|Photo by Ambro|
I'm sure everyone has encountered this problem in the now popular centralized customer service centers. Back in the day, when customer service was local, it seemed like our problems were taken, well, seriously. If you had a problem with your refrigerator, you called the local repair company and you spoke with Irene. She would schedule an appointment, say Thursday morning at 10 AM, when Ernest would come to fix the refrigerator. Thursday afternoon Irene would give you a call to make sure everything was working alright. Later that week you'd run into Irene, or Ernest, at the grocery store, or church, or the hardware store. Now days, companies are BIGGER and in an effort to consolidate departments and save money they have centralized their customer service departments. Now, if you have a problem with your refrigerator you call the repair company at 800-and-more-numbers, and you talk to Darshwana, who barely speaks English, she makes an appointment to have a repair man come to take a look at your refrigerator on Thursday between 10 AM and 4 PM. Suddenly, Darshwana has a degree from Harvard Law and she recites the disclaimer where you are warned to be home because he won't wait, there will be a $75 service call fee whether or not it can be fixed. Further, you, the customer, accept all responsibility for payment, parts, and if it is determined that YOU are the reason the refrigerator is broken then you will pay another fee. The repairman may, or may not show up, Darshwana never calls back to make sure he got there, and unless you live in Mumbai, the odds are you'll not run into Darshwana at the grocery, church or hardware store. There is no incentive for her to care.
Husband and I have different views on this problem which he witnesses everyday at his work. He believes it's due to a disposable culture we've built. In the old days if something broke, you figured out what was wrong with it and you fixed it. Today, something breaks, you throw it out and get a new one.
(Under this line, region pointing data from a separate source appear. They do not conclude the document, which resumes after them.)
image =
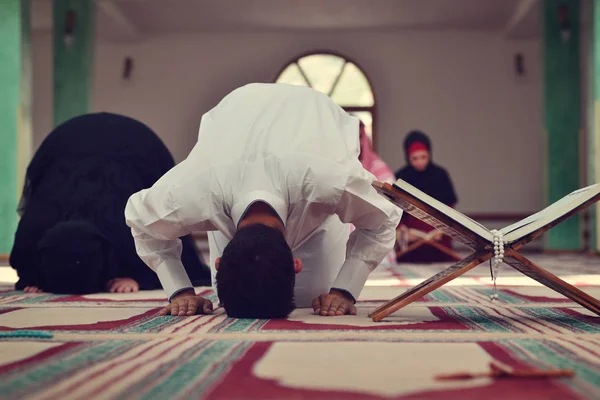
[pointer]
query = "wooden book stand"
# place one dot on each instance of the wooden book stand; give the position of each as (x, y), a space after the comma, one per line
(424, 239)
(482, 251)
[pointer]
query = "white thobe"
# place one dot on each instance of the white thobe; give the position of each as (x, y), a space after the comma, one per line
(292, 148)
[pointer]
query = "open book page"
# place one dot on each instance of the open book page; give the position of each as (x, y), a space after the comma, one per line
(554, 211)
(450, 212)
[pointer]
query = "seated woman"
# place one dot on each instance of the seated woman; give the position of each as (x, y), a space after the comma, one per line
(433, 180)
(72, 236)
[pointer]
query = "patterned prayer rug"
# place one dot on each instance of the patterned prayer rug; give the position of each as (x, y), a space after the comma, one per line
(114, 346)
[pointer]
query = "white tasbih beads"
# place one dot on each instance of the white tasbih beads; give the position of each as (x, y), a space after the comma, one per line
(499, 244)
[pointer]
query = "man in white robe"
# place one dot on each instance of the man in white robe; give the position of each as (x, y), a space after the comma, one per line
(275, 180)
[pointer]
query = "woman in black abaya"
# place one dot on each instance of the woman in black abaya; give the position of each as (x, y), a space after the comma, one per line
(72, 236)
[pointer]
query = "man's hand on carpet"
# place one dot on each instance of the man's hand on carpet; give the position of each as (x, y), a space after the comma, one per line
(122, 285)
(187, 303)
(334, 303)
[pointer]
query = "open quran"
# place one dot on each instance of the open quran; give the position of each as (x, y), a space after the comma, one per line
(481, 240)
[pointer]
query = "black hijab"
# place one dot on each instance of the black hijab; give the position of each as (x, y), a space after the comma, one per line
(72, 208)
(434, 180)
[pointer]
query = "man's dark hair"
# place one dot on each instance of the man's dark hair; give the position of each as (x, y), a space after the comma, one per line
(256, 274)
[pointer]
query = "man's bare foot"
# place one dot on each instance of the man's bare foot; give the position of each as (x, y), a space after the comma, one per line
(122, 285)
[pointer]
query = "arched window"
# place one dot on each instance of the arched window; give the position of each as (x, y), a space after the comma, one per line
(338, 78)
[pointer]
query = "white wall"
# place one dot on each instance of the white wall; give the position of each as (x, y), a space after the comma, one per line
(457, 87)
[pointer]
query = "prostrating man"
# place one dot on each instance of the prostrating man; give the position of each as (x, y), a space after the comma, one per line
(274, 178)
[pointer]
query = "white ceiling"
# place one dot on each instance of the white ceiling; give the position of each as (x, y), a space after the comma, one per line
(130, 19)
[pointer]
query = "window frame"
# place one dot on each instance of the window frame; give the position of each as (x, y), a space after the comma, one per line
(372, 109)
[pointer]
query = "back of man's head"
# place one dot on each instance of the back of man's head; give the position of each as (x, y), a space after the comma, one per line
(256, 274)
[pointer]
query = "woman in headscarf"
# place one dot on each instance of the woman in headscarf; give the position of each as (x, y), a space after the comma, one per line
(422, 173)
(72, 236)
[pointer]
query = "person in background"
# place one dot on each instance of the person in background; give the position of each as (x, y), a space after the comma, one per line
(72, 237)
(376, 166)
(371, 161)
(422, 173)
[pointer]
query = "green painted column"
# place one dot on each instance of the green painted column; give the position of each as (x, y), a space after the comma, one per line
(15, 112)
(74, 27)
(562, 114)
(594, 132)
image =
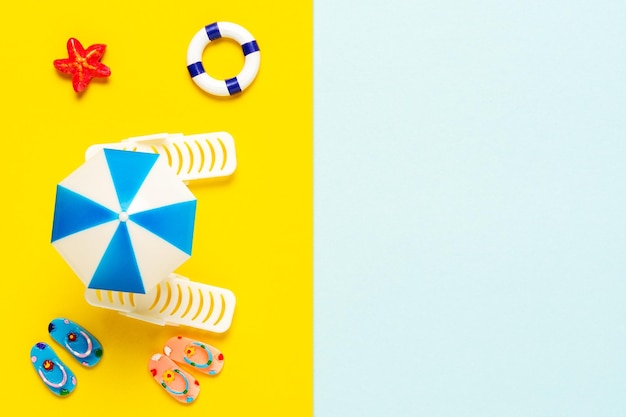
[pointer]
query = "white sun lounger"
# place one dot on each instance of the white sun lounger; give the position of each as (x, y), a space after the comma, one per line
(175, 301)
(192, 157)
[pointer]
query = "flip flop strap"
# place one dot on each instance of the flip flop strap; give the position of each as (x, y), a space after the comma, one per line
(87, 352)
(53, 384)
(168, 389)
(200, 365)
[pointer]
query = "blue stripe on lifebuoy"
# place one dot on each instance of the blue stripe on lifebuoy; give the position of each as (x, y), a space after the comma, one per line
(213, 31)
(195, 69)
(233, 86)
(250, 47)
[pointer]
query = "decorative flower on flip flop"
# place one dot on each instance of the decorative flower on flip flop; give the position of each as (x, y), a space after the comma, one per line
(168, 376)
(48, 365)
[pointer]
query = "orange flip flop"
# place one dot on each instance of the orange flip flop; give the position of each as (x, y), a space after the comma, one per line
(199, 355)
(180, 385)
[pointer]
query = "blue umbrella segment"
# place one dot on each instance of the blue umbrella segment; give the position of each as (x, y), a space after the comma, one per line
(123, 221)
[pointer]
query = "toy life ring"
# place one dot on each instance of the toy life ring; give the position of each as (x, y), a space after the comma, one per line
(229, 86)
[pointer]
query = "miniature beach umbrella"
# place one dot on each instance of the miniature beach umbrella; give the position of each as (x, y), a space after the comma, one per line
(123, 221)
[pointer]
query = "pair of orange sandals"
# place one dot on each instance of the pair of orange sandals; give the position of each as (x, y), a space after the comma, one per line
(181, 385)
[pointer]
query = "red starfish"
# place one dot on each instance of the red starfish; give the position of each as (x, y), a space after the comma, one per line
(83, 64)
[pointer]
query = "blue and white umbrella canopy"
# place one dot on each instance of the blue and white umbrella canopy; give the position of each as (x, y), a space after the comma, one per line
(123, 221)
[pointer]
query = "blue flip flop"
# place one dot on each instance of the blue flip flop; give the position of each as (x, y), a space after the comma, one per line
(81, 344)
(55, 375)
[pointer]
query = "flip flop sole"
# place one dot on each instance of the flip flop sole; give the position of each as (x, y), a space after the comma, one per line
(81, 344)
(59, 379)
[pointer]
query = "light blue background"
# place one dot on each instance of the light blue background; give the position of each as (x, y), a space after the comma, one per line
(470, 192)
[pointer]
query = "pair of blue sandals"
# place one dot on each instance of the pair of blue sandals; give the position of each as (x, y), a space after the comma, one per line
(78, 342)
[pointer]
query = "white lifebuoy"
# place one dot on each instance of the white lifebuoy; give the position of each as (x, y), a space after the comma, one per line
(230, 86)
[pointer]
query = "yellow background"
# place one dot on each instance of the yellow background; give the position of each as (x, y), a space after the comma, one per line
(253, 230)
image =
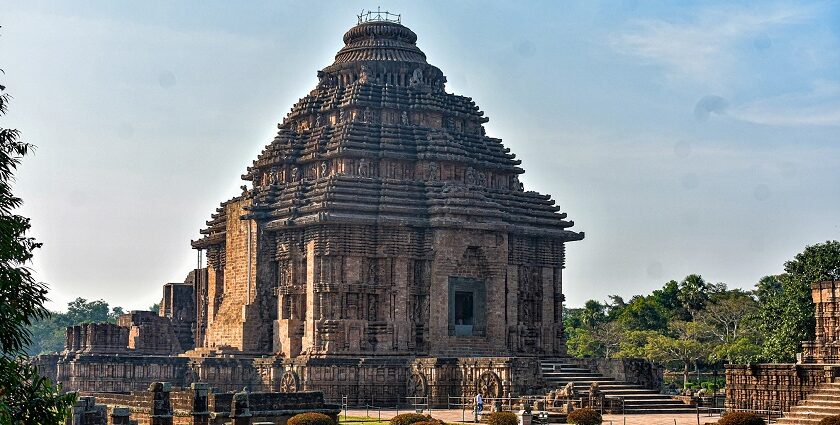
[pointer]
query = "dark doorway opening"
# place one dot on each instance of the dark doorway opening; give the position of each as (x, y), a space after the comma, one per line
(464, 308)
(464, 313)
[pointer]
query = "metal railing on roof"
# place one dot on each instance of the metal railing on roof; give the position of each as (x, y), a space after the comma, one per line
(378, 16)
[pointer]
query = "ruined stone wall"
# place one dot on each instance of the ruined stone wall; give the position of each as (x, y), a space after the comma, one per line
(102, 372)
(234, 292)
(826, 345)
(634, 371)
(179, 305)
(372, 380)
(149, 333)
(105, 338)
(351, 290)
(773, 386)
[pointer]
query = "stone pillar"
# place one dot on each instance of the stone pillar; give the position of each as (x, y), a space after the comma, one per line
(200, 410)
(120, 416)
(162, 408)
(240, 410)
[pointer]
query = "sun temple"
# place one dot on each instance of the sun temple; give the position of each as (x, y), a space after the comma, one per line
(383, 246)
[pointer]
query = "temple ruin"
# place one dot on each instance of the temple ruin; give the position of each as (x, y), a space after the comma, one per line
(383, 247)
(797, 389)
Even your big-ticket items like refrigerators and cars seem to be disposable. Perhaps, he'll muse, that it has something to do with our culture being so closely tied to technology. Something's not working right? Control-Alt-Delete. Undo. Reset. There's no investigation, no logical troubleshooting, no process of elimination until you come to a possible solution.
My view is that it's a cancer spreading in our education system and PC world. After all, even our President doesn't believe you can do that, or build that, on your own. Our schools don't teach critical thinking. Instead, they teach what to think rather than how to think. Ask any high school senior what a syllogism is and he won't know. Do they teach proofs in mathematics anymore? And why should our youth care about logical thinking, or troubleshooting? Why will it matter? There's no reward for trying or succeeding and they know this because they've played countless games for fun and not for competition or excellence. Everyone gets a trophy after all. It's wicked in the evil sense.
Hopefully, Little Man will understand that we expect him to be excellent even though his classmates may accept status quo. Hopefully, he'll understand why we'll keep insisting he try and then try harder and tell him that we know he can do whatever he sets his mind to do; he simply needs to set his mind to doing everything. Hopefully, Little Man will keep score and aim to win. And even if everyone gets a trophy, hopefully he'll play to earn it.
What are some of your experiences with customer service/troubleshooting/follow through stories?